La grande braderie :

« Collectivité publique sans projet vend, cause perte de valeurs, son histoire et son âme.
Faire offre. »
Telle semble être la teneur de l’offre publique de vente du Château de la Punta faite par le Conseil Général de la Corse du Sud.
Comment ne pas être écœuré par pareille entreprise ?
Sur la forme tout d’abord, car c’est par une banale petite annonce, glissée de façon anodine et presque en catimini dans un quotidien régional, que la population a appris la mise en vente d’une des plus fabuleuses richesses patrimoniales de la Corse ; point de consultation ou de débat préalable. Le procédé en dit long sur le mépris de l’Histoire et de l’identité, sur le mépris des sentiments nourris par les citoyens à l’égard du Château.
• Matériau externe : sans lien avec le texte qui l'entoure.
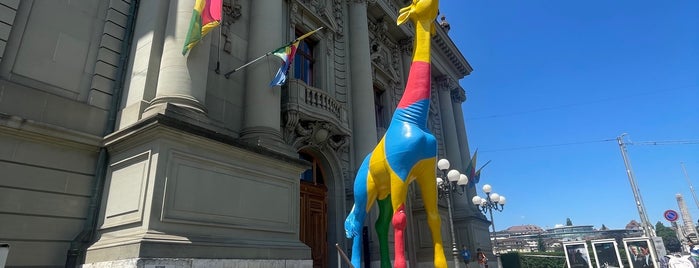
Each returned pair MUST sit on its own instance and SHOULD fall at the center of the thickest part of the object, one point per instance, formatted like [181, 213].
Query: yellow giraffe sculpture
[406, 153]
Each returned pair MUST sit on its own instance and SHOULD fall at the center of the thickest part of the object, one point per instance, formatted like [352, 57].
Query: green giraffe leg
[382, 224]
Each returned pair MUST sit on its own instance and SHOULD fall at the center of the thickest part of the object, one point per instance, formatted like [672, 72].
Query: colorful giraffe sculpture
[406, 153]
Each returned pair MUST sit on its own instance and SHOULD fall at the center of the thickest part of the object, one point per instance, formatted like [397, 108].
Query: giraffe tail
[353, 227]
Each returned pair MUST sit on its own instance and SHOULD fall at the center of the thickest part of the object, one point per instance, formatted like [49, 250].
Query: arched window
[313, 175]
[303, 60]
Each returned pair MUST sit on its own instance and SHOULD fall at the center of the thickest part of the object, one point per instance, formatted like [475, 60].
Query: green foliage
[540, 244]
[534, 260]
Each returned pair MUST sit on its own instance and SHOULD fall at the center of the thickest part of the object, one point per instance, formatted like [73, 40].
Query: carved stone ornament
[231, 13]
[319, 134]
[458, 95]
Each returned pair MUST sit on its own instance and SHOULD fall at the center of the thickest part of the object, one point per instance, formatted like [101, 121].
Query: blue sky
[555, 81]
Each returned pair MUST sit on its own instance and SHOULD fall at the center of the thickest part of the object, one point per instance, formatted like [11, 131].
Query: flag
[286, 53]
[206, 16]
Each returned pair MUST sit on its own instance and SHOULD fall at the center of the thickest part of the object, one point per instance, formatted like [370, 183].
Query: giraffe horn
[404, 15]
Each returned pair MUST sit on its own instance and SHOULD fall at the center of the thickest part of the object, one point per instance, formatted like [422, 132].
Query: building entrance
[314, 216]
Et sur le fond, l’absence d’imagination, de rigueur et de perspective, les petits calculs apparaissent de façon plus criante. On vend les bijoux de famille pour financer la gestion routinière. Lorsque le sens des affaires prévaut sur l’intérêt général, la finance privée l’emporte sur le service public, fût-il celui de la mémoire et du développement collectif. Et la préservation du patrimoine s’apparente au gaspillage, selon les propos du Président du Conseil Général auxquels répond le silence déroutant de l’opposition départementale.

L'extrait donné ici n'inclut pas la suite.